Patient 1 is a 44 year old male with past medical history (PMH) of smoking, anxiety, and a gunshot wound to the left hand and leg. He presented with left hand symptoms including 10/10 pain described as burning and shooting. He also described limb swelling, decreased temperature, and limited range of motion (ROM). On exam, he exhibited decreased ROM in his hand to 5° with severe allodynia, weakness, edema, and colour changes. On initial presentation, patient committed to stop smoking. He was then enrolled in the CRPS protocol which he completed after 50 days. At one month follow-up, post treatment pain decreased to 3/10 and his hand flexion increased to 40°. At six month follow-up, his pain had decreased to 1/10 with similar hand flexion.

Patient 2 is a 60 year old female non-smoker with PMH of type 2 diabetes, morbid obesity, and hypothyroidism. She presented after left hand surgery with 6/10 pain out of proportion to her anticipated postsurgical pain, which she described as a constant burning and numbness. She also complained of a blue discoloration of her affected hand, swelling, and decreased ROM. On exam, she exhibited hyperalgesia, allodynia, decreased ROM and edema. After completing the protocol in 44 days, her pain score decreased to 2/10 with improved range of motion of all digits. At 6 months, her pain score had decreased to 1/10 with continued full range of motion of all digits.

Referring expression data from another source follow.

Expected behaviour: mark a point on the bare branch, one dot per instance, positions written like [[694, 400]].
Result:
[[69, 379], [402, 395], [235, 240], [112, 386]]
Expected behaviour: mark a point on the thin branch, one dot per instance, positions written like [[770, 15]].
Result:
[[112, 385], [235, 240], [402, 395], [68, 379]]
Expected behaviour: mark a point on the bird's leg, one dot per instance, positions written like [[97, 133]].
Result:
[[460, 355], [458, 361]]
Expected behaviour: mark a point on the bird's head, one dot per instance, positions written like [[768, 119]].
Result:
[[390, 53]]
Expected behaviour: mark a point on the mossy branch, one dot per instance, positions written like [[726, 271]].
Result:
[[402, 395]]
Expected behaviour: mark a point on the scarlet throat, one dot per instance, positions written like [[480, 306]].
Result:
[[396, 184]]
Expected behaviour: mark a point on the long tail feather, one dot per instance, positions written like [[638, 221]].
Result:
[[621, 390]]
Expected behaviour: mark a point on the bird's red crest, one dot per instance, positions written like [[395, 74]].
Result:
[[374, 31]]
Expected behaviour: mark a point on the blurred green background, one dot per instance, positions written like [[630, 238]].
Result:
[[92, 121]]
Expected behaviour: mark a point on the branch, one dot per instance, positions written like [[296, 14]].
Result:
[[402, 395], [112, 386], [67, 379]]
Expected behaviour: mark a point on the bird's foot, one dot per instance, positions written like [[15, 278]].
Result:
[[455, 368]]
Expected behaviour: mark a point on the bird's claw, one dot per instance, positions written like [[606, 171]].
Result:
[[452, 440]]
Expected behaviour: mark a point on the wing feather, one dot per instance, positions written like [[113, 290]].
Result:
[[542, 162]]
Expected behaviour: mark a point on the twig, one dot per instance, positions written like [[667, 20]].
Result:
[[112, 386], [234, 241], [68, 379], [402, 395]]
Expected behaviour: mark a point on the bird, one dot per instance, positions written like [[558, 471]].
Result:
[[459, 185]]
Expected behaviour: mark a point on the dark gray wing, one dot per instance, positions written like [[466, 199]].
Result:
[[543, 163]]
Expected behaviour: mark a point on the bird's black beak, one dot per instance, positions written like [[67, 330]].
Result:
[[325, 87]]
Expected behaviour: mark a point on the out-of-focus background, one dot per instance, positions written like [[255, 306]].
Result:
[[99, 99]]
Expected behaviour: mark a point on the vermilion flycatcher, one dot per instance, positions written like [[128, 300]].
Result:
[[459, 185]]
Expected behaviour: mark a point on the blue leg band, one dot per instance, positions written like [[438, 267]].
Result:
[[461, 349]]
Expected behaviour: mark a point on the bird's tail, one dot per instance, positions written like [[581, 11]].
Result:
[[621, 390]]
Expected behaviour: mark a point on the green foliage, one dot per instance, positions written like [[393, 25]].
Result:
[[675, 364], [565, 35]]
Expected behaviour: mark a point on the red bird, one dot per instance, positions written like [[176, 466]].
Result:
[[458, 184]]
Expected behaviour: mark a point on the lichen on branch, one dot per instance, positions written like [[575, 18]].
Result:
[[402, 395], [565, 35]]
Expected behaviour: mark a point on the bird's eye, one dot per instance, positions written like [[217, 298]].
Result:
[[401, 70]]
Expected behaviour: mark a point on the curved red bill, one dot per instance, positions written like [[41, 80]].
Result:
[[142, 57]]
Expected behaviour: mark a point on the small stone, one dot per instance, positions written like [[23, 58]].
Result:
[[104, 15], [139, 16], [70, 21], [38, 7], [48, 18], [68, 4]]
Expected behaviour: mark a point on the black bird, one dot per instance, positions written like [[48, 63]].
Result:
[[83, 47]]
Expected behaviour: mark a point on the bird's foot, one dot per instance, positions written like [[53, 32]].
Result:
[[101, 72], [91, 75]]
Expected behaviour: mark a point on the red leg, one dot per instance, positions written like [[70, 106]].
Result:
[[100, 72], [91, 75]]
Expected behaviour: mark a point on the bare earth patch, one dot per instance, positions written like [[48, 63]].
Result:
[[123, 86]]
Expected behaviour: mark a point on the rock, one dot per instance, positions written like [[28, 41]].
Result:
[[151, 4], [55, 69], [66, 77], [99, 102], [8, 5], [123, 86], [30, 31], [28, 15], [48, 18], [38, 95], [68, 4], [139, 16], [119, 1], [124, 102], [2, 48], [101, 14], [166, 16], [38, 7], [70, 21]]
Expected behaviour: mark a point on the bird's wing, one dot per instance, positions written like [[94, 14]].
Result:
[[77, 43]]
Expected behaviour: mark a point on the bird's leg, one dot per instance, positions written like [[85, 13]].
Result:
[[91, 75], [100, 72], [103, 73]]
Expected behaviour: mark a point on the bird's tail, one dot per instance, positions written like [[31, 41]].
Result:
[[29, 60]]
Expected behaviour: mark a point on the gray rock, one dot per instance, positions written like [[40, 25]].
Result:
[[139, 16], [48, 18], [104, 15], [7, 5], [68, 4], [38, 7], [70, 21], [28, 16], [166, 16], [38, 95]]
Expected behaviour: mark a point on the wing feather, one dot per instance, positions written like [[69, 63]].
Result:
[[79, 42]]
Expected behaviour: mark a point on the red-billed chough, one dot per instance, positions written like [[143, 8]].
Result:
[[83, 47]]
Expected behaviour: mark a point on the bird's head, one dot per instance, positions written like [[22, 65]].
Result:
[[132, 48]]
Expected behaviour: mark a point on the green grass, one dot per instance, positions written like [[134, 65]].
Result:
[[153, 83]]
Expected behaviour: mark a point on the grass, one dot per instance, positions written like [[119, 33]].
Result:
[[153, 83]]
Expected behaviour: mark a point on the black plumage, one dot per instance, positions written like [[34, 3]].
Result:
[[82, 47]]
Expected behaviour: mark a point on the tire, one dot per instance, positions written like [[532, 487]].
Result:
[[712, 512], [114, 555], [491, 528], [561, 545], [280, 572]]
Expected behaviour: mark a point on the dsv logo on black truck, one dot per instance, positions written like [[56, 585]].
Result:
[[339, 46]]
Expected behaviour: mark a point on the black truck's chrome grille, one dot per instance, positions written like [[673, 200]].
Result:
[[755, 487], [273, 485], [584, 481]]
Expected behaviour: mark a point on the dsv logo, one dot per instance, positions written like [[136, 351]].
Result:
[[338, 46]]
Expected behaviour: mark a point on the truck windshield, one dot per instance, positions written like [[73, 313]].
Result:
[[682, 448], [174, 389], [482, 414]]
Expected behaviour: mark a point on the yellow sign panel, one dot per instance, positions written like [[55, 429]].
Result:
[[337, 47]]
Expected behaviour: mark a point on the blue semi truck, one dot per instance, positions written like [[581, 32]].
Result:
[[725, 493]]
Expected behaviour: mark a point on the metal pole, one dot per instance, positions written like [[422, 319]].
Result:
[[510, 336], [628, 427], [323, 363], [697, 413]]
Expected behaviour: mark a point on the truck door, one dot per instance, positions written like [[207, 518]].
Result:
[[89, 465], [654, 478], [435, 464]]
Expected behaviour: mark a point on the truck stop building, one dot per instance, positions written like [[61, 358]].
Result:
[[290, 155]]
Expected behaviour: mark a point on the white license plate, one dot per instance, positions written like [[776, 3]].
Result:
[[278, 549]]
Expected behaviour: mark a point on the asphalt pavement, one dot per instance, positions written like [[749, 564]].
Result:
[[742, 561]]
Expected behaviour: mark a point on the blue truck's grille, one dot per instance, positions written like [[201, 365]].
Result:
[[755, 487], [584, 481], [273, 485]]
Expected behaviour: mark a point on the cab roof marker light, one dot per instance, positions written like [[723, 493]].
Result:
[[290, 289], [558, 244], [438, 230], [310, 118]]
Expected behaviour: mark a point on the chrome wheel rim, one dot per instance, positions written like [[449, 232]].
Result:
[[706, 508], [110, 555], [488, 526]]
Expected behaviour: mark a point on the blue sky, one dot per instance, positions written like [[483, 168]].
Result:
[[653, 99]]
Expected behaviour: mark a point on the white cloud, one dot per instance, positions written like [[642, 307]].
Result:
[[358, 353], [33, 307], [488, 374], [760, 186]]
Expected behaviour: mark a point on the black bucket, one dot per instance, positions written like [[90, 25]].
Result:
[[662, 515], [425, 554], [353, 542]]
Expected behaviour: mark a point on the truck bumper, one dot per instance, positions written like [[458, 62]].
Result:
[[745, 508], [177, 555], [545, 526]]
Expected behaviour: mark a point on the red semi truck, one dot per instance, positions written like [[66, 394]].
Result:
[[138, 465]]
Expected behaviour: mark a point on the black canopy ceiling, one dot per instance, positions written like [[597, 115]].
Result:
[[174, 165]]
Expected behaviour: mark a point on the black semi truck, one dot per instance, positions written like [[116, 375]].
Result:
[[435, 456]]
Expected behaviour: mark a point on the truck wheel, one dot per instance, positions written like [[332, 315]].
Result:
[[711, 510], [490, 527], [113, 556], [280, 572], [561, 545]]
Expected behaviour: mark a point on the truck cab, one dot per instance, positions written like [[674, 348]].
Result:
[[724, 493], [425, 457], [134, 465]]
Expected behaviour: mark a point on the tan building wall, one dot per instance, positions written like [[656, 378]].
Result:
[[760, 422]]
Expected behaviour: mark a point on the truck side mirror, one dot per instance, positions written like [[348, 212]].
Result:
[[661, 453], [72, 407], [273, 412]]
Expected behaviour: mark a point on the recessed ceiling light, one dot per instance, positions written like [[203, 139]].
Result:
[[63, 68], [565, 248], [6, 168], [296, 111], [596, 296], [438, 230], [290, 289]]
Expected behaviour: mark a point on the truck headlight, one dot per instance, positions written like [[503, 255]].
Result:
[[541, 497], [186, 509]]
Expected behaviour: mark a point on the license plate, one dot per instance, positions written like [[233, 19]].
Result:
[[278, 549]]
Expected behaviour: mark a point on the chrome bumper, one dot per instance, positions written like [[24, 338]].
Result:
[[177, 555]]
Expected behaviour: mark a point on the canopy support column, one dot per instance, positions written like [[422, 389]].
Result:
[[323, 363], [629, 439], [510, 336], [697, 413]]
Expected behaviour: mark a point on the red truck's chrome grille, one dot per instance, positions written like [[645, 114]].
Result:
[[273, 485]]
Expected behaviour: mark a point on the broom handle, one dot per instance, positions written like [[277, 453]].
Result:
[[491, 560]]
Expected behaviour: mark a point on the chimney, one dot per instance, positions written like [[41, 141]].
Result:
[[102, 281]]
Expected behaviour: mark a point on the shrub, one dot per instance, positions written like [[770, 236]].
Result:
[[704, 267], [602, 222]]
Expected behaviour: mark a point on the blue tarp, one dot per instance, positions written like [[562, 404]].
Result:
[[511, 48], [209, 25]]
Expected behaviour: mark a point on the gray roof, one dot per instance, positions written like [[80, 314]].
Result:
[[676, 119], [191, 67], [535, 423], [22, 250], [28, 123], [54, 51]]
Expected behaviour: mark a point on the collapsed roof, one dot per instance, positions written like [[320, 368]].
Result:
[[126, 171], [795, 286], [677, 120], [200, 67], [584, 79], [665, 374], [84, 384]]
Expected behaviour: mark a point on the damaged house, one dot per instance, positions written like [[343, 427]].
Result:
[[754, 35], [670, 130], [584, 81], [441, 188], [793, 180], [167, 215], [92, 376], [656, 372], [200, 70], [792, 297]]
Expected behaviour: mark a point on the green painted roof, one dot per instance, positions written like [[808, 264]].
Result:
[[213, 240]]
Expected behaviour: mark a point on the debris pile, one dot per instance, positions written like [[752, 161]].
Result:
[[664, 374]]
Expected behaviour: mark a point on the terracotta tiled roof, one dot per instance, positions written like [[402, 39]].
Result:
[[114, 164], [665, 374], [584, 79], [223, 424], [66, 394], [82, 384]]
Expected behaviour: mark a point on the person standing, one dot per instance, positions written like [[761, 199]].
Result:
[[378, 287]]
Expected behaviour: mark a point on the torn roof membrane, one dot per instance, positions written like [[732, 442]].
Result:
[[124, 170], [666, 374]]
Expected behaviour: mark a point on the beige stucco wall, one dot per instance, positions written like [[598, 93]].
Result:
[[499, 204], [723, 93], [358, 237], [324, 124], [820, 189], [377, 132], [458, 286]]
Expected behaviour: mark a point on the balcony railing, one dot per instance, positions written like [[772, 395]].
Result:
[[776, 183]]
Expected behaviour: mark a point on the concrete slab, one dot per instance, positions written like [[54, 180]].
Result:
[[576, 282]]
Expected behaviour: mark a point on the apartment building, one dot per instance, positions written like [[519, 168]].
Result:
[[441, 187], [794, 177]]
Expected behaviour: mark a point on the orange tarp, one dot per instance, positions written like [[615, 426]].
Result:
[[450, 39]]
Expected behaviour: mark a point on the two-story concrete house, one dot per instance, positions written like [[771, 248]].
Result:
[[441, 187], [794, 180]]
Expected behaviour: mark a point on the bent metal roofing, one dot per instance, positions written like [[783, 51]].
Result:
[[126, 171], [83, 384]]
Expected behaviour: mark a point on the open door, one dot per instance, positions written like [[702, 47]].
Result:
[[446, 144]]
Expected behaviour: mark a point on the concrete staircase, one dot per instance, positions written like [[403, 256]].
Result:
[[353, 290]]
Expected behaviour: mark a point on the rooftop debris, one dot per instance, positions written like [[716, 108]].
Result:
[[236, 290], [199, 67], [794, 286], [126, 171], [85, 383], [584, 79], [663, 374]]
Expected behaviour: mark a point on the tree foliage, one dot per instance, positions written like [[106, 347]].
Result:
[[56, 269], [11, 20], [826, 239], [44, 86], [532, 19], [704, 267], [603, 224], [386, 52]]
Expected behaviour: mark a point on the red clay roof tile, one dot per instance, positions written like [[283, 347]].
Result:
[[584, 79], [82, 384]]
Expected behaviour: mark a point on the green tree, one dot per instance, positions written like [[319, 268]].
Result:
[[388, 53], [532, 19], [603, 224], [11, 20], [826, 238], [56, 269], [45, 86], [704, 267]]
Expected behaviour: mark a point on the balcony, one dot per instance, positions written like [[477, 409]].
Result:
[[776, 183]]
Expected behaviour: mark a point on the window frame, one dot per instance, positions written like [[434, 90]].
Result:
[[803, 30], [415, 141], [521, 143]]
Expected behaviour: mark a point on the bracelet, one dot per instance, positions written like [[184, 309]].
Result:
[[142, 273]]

Patient 3 is a 33 year old female smoker with no other PMH who sustained a deep laceration injury to her right upper forearm while being robbed and assaulted. She sustained lacerations to multiple flexor tendons, the ulnar and median nerves, and ulnar artery requiring operative wound exploration, ulnar nerve repair, and median and sural nerve cable grafting. She initially presented to pain clinic approximately nine months after her injury experiencing right upper extremity 10/10 aching pain, decreased temperature to the affected limb, color change, and swelling. On exam she exhibited weakness, hyperalgesia, allodynia, and decreased sensation in her right arm and forearm. Patient committed to stop smoking at the initial visit. After 21 days of the protocol, her symptoms resolved completely and the treatments were stopped. At six month follow up, the patient continued to have full range of motion of her affected limb and 0/10 pain.

Discussion

This case series demonstrates that with aggressive treatment of upper extremity unilateral CRPS, significant improvements can be achieved in a short time frame. We postulate that the combination of early diagnosis, rapid initiation and titration of medications, repetitive sympathetic blockade, and aggressive PT/OT is paramount to improved outcomes. Although randomized trials for sympathetic nerve blockade are lacking, we believe that aggressive blockade allows for better pain tolerance, increased participation, and more rapid progression in PT/OT. We also believe that desensitization during stellate ganglion blockade local anesthetic duration improves patient progress during PT/OT sessions. We also believe that by protocolizing an “all in” approach, we are able to decrease loss to follow up and increase patient buy in to treatment. Further prospective randomized controlled trials remain necessary to evaluate and optimize this and any treatment for CRPS going forward.